How the Bypass Works
The bypass kit adds valves to the hot and cold water lines going into the water heater. Three valve positions control water flow:
Normal mode: Water flows through the heater. Both inlet/outlet valves open, bypass valve closed.
Bypass mode: Water flows around the heater. Both inlet/outlet valves closed, bypass valve open.
Types of Bypass Kits
Single-Valve Bypass
One valve on a crossover line between hot and cold pipes. Simplest setup but allows some backflow through the tank.
Two-Valve Bypass
Valves on both the inlet and outlet lines, plus a crossover. Better isolation but no bypass-specific valve.
Three-Valve Bypass (Recommended)
A valve on the inlet, outlet and crossover line. Complete isolation of the water heater. Most factory installations use this setup.
Checking If You Already Have One
Look behind the water heater access panel (exterior of the RV). You’ll see the hot and cold water lines connecting to the back of the heater. If there are valves on these lines with a crossover pipe between them, you have a bypass.
Most RVs built after 2005 have one factory-installed.
Installation Steps
Tools Needed
- Adjustable wrench
- Teflon tape
- Bypass kit (match your pipe size — usually 1/2” PEX or copper)
- SharkBite fittings or PEX crimp rings (depending on your plumbing type)
Process
- Turn off the water heater and let it cool
- Shut off the water supply (pump off, city water disconnected)
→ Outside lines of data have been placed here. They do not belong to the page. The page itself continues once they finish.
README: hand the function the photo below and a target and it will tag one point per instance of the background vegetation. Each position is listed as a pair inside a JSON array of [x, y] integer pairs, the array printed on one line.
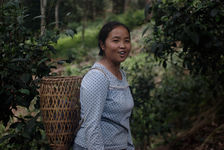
[[175, 70]]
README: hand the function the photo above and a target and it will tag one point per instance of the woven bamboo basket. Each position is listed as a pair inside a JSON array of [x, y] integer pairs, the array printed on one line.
[[60, 109]]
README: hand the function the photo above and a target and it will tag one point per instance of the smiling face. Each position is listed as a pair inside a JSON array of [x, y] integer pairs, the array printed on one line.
[[117, 45]]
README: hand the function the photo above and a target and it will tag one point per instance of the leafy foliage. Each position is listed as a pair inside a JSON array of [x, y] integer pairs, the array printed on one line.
[[198, 26], [23, 62], [165, 100]]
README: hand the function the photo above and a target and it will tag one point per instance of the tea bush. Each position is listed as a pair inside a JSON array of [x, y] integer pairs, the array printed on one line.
[[24, 60]]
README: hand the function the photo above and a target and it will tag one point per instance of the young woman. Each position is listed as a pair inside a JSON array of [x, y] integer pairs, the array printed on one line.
[[106, 100]]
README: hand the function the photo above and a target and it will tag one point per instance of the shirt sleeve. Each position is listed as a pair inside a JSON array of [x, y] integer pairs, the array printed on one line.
[[93, 95]]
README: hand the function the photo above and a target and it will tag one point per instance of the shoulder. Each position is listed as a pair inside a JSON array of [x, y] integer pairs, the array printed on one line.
[[95, 77]]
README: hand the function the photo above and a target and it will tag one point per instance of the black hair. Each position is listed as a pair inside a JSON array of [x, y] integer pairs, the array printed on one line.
[[105, 30]]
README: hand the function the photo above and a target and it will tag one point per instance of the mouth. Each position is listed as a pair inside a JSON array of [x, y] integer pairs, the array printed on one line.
[[122, 53]]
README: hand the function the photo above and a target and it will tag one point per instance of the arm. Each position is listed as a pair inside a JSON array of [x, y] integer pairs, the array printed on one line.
[[130, 142], [93, 95]]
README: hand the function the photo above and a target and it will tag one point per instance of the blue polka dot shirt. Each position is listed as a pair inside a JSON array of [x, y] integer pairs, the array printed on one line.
[[106, 105]]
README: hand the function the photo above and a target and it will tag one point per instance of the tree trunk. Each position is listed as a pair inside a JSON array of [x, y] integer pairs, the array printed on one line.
[[57, 14], [43, 5], [118, 6]]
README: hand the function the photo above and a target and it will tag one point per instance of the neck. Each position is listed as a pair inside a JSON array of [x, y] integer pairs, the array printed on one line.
[[110, 64]]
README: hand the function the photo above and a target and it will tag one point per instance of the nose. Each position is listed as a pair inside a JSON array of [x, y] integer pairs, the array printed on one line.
[[122, 45]]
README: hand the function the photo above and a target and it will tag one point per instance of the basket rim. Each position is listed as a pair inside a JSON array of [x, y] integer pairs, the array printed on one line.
[[60, 77]]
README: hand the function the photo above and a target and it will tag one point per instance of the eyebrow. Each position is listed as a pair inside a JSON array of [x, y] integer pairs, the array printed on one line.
[[118, 37]]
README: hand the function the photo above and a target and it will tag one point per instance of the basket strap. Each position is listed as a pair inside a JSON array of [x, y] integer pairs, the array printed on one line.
[[84, 118]]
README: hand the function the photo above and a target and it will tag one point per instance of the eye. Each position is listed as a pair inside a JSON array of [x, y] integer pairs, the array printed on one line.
[[127, 40], [116, 40]]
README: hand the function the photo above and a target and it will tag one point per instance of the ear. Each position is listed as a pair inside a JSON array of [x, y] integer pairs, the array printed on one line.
[[102, 45]]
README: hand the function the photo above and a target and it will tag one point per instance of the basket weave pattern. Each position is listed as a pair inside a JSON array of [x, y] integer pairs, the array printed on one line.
[[60, 109]]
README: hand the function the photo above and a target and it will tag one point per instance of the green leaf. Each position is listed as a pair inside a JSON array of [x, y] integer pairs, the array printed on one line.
[[43, 60], [24, 91], [6, 137], [214, 12], [70, 33], [145, 30]]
- Drain the water heater through the drain plug
- Access the back of the water heater (exterior panel)
- Cut the hot and cold lines about 6 inches from the heater connections
- Install the bypass valves following the kit instructions
- Connect the crossover line between hot and cold
- Apply Teflon tape to all threaded connections
- Test for leaks with water pressure — check every joint
PEX vs Copper
If your RV uses PEX (flexible plastic tubing), use SharkBite push-fit fittings for the easiest installation. No special tools needed — just push the fitting onto the pipe until it clicks.
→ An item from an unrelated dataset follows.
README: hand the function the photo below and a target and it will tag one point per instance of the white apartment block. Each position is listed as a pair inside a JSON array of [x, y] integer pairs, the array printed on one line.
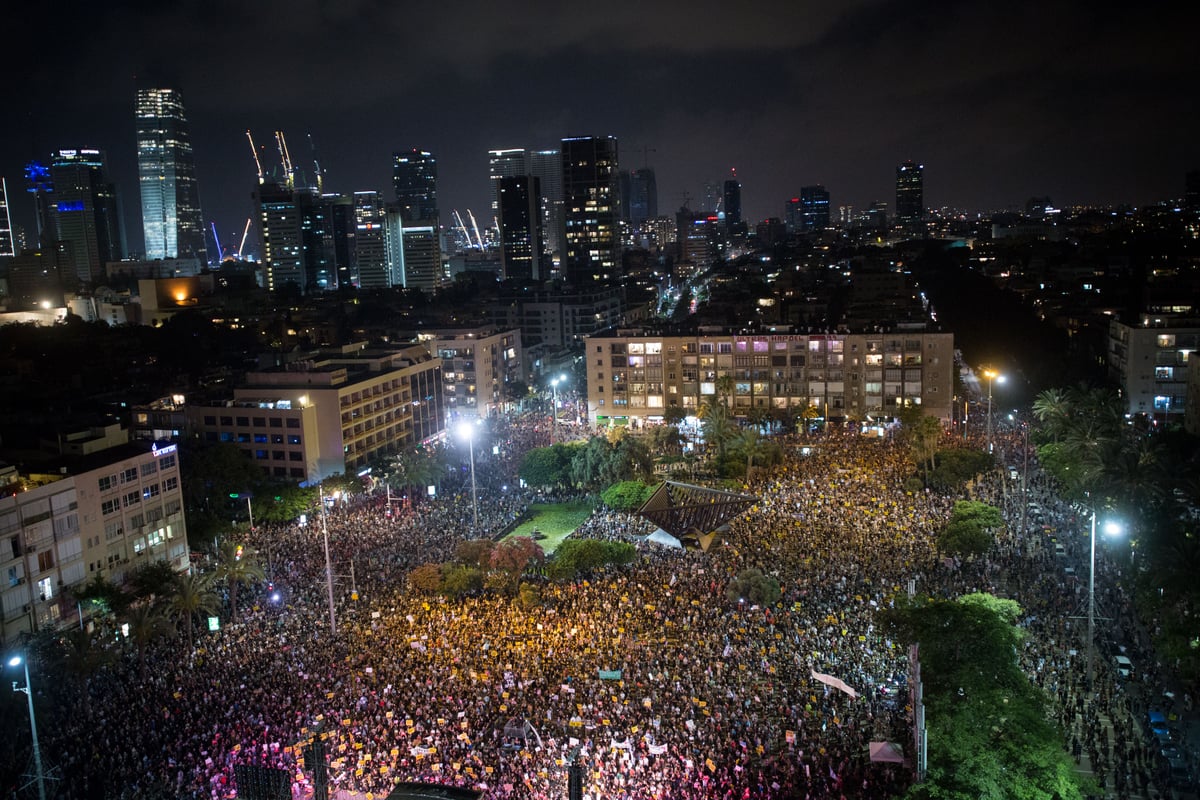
[[1150, 362], [103, 513], [478, 365], [633, 376]]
For copper plumbing, use compression fittings or solder. Compression is easier for DIY and doesn’t require a torch near the RV’s walls.
Using the Bypass
Winterizing (Bypass Mode)
- Close both heater valves (inlet and outlet)
- Open the bypass valve (crossover)
- Drain the water heater
- Antifreeze now flows around the heater through the bypass line
Normal Use
- Open both heater valves (inlet and outlet)
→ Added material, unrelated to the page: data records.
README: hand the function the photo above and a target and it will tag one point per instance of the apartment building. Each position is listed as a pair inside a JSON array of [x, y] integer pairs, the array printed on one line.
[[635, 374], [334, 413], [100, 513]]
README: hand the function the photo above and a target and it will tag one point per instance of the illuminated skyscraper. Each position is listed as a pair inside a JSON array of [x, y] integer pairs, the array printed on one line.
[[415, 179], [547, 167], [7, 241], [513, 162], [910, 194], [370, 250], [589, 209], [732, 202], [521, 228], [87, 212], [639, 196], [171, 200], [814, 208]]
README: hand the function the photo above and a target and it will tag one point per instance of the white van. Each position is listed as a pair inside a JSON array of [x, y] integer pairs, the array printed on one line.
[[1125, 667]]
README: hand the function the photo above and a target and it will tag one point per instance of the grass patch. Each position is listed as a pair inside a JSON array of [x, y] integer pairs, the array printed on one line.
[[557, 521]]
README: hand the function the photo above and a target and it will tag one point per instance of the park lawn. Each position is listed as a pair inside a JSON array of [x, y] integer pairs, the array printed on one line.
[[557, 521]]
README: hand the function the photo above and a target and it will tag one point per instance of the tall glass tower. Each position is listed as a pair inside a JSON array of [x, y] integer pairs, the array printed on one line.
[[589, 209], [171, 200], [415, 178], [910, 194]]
- Close the bypass valve (crossover)
- Fill the water heater (open a hot faucet until water flows steadily)
- Then turn the heater on
Never turn on the water heater with the tank empty. Running a dry tank burns out the heating element (electric) or damages the tank (gas).
Common Mistakes
Forgetting to switch back to normal mode in spring. You’ll have cold water only and wonder why the heater isn’t working. Check valve positions before every trip.
Not draining the heater before bypass. The standing water in the tank can freeze and damage it even though the lines are bypassed. Always drain the tank.
Over-tightening fittings. PEX fittings crack when over-tightened. Hand-tight plus a quarter turn with a wrench is enough.